I am interested in learning more about optimization problems. I came accross a theorem stating that a local minimum of a convex function is the global minimum of that function. I derived the following proof, but I am not sure whether it is correct and would like to receive some feedback on it.
A function $f:S\rightarrow\mathbb{R}$ for which $S\subset\mathbb{R}^{n}$ is convex if for all $x,y \in S$ it holds that $f(\alpha.x + (1-\alpha).f(y) ) \le \alpha.f(x) + (\alpha - 1).y$ where $\alpha \in \lbrack 0,1\rbrack$.

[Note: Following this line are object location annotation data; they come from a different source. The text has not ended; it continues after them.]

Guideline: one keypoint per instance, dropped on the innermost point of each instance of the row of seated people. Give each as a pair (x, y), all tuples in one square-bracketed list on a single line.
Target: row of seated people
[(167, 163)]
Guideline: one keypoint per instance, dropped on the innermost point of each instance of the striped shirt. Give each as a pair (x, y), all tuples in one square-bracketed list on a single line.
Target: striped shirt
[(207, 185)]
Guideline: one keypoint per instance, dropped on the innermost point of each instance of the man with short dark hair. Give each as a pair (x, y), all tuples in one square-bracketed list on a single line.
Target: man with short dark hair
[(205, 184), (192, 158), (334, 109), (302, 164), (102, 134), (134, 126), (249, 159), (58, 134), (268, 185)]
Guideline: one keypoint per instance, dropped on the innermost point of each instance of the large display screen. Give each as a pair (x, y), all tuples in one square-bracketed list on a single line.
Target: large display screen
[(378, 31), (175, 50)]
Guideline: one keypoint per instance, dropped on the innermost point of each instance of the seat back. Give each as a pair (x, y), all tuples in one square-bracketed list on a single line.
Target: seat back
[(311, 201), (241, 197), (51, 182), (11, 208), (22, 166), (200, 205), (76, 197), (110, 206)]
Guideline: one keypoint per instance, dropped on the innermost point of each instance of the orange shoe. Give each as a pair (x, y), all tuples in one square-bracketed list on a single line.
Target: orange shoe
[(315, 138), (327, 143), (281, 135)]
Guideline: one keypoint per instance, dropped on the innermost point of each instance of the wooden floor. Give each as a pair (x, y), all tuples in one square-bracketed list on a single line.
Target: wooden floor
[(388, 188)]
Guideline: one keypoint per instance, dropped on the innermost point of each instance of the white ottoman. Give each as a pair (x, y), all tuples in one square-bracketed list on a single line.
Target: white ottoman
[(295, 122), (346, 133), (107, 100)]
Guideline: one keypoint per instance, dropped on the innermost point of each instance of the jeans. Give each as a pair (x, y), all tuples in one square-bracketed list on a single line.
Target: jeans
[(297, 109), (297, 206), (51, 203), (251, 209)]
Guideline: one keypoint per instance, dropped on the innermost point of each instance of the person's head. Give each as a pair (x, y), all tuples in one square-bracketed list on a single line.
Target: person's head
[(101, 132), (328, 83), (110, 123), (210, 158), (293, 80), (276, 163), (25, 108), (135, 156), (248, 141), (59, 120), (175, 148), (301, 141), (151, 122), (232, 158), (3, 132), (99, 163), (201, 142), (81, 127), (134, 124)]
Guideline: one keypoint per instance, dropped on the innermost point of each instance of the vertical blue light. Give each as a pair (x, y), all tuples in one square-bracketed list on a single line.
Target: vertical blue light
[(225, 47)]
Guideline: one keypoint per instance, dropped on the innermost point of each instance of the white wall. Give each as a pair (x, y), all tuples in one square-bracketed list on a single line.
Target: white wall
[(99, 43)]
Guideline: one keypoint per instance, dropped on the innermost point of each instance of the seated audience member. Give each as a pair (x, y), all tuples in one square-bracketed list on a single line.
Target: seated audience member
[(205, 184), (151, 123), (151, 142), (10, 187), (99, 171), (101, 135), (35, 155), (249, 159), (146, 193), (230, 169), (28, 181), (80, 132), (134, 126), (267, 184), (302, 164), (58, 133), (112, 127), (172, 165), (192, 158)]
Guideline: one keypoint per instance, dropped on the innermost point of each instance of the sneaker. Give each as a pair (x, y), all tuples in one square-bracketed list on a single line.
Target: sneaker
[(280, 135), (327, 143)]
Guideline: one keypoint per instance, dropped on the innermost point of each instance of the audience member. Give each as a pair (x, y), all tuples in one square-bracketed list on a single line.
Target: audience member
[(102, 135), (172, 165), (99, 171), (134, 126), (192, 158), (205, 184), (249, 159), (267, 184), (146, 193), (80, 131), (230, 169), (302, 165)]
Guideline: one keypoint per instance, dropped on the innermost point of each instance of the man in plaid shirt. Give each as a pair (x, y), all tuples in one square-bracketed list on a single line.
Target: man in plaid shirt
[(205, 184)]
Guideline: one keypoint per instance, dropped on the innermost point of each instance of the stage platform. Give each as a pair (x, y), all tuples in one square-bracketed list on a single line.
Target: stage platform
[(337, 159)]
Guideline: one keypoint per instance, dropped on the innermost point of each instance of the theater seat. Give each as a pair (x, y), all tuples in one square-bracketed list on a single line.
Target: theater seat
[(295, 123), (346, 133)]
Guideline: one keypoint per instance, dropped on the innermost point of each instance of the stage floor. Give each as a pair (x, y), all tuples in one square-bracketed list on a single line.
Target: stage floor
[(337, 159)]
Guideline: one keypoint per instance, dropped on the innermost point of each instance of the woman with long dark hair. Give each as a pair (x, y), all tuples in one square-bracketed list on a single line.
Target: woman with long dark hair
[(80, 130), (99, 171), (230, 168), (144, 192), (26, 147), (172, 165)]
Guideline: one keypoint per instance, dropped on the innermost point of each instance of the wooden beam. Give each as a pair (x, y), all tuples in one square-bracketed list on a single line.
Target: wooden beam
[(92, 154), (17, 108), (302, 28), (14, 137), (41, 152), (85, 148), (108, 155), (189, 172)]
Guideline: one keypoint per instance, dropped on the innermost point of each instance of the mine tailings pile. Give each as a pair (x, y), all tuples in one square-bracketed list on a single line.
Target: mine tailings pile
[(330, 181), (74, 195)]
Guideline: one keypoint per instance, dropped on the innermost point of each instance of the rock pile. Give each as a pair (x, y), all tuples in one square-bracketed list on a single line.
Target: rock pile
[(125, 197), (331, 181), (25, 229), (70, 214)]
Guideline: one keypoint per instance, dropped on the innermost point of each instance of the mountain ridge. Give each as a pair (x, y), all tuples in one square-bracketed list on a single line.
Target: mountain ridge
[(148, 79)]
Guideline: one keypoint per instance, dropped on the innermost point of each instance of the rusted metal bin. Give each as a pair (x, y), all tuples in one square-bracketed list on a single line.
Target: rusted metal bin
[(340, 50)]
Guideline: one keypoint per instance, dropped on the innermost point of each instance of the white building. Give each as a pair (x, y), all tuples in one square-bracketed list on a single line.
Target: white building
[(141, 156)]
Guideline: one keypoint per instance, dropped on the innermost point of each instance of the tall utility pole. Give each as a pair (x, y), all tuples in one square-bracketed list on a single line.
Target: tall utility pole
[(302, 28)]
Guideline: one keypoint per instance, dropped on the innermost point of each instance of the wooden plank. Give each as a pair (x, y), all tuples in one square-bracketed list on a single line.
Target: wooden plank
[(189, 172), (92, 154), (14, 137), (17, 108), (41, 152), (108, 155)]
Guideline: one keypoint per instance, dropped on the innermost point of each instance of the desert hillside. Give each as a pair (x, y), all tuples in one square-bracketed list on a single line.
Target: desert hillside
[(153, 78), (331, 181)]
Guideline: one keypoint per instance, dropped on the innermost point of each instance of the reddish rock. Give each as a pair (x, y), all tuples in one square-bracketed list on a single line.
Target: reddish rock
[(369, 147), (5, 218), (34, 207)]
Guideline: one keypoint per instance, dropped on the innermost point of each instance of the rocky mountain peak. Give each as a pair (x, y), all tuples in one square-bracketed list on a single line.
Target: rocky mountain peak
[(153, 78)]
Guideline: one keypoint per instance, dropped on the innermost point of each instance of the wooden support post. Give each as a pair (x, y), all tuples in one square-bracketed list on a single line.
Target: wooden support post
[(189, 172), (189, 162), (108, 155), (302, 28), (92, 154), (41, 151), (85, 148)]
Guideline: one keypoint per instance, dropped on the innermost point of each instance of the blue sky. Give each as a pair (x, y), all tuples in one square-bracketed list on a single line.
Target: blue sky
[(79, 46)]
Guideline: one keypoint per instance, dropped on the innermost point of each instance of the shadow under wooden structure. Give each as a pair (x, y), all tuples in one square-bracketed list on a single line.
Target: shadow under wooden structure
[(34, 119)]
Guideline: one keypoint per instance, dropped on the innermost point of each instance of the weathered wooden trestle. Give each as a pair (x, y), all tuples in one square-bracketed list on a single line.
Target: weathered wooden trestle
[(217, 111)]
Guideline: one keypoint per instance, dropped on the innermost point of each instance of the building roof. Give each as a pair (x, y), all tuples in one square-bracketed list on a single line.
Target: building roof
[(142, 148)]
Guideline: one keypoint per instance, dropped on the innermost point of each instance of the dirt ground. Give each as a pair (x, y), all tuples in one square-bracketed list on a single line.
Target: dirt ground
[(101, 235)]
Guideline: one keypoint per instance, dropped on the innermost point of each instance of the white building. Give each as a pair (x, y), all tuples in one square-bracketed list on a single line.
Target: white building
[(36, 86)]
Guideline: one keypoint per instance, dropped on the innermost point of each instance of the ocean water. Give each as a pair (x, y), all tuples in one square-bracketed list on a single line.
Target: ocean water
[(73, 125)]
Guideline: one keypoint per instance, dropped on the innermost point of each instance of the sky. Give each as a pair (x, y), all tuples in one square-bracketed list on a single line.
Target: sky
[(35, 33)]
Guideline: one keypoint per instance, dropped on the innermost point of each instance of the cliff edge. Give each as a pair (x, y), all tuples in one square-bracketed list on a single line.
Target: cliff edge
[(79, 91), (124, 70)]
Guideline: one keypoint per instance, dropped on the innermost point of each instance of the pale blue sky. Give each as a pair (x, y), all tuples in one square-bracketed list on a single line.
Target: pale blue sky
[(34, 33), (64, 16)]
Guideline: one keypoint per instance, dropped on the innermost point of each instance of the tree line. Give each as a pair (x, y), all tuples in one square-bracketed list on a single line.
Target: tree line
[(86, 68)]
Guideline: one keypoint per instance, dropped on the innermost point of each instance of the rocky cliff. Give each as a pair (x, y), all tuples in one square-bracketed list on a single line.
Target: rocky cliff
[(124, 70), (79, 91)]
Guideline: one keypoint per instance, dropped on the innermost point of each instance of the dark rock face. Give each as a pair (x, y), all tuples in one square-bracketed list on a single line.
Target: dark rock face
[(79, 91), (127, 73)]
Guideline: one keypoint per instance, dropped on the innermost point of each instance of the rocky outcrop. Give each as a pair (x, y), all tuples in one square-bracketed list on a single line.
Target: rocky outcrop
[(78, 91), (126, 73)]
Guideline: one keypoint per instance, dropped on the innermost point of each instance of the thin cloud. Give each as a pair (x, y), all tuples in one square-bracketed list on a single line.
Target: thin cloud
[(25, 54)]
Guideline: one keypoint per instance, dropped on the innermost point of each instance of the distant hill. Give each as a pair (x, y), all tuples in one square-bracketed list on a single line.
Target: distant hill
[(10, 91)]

Assume by contradiction that $x_{0}$ is the local minimum of $f$ but not the global minimum. This implies that there must exist a $x^{*}$ so that $x^{*} < x_{0}$.
Now consider the points described by $\alpha.x_{0} + (1-\alpha).x^{*}$ where $\alpha \in \lbrack 0,1\rbrack$. There must exist at least one $\alpha_{0} \in \lbrack 0,1\rbrack$ so that $f(\alpha_{0}.x_{0} + (1-\alpha_{0}).x^{*} ) > \alpha_{0}.f(x_{0}) + (1-\alpha_{0}).f(x^{*})$. Would this be not the case then $x_{0}$ would not be a local minimum. $f(\alpha_{0}.x_{0} + (1-\alpha_{0}).x^{*} ) > \alpha_{0}.f(x_{0}) + (1-\alpha_{0}).f(x^{*})$ is in violation with the convexity of $f$ and therefore we have proofed the theorem by contradiction.